An integral part of his scheme was the creation of a chapter consisting of twenty-four canons with John Colleton as dean. The ecclesiastical status of the chapter has been disputed. A chapter without a diocese is an anomaly, unknown in canon law, and Rome always refrained from any positive act of recognition. On the other hand, she equally refrained from any censure, although it was known that the chapter was claiming and exercising large functions. They therefore argued that the chapter existed sciente et tacente sede apostolica (with the knowledge and silent consent of the pope) and that this was sufficient to give it a canonical status. When Bishop died they sent a list of names from which his successor might be chosen, and the Holy See accepted their action choosing the first name, Richard Smith. Three years later he had to leave the country, and spent the rest of his life in Paris. After his death the chapter assumed the right to rule the country in the vacancy of the episcopal office, and for thirty years all faculties were issued by the dean who claimed the verbal approval of Pope Alexander VII.

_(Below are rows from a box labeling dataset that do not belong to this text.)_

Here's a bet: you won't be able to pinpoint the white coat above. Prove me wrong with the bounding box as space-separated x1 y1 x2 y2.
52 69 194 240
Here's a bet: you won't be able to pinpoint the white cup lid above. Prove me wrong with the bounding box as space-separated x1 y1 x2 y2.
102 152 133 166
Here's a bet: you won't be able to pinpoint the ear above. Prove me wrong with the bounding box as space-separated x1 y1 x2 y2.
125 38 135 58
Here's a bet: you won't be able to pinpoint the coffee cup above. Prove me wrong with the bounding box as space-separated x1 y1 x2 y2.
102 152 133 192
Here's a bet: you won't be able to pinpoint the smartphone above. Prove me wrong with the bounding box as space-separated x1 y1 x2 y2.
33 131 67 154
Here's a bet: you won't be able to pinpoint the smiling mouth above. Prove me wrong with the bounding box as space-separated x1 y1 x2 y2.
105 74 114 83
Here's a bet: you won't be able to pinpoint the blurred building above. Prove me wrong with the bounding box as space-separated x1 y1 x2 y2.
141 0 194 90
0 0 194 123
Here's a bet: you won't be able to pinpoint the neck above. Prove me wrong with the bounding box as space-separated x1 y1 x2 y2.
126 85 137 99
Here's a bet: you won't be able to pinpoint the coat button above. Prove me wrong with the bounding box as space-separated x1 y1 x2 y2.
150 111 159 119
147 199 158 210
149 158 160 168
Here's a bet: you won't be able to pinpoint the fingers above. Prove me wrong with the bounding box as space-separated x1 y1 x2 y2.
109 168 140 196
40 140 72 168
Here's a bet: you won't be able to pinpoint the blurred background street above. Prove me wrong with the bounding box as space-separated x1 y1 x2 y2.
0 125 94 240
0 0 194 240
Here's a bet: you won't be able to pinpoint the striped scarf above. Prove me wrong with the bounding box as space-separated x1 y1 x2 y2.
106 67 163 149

John Leyburn, Smith's former secretary, became the secretary for the Old Chapter.

==Later history==

When James II of England ascended the throne, and England was divided into four districts or vicariates, the position of the chapter became still more anomalous. Leyburn, the first vicar Apostolic of that reign, was required to take an oath not to recognize the chapter, and a decree was issued in general terms suspending all jurisdiction of chapters of regulars and seculars so long as there were vicars Apostolic in England. According to Bernard Ward, "The Chapter had, it appears, offended Rome by constantly refusing to receive a Vicar Apostolic and demanding an Ordinary." In practice, they submitted, and ceased to exercise any acts of jurisdiction; but they continued their existence. The vicars Apostolic themselves were usually members.

When the hierarchy was reestablished in 1850, a chapter was erected in each diocese, and whatever claims to jurisdiction the Old Chapter had, from that time ceased. Not wishing to dissolve, however, they reconstituted themselves as the "Old Brotherhood of the English Secular Clergy", the dean of the chapter becoming president of the brotherhood.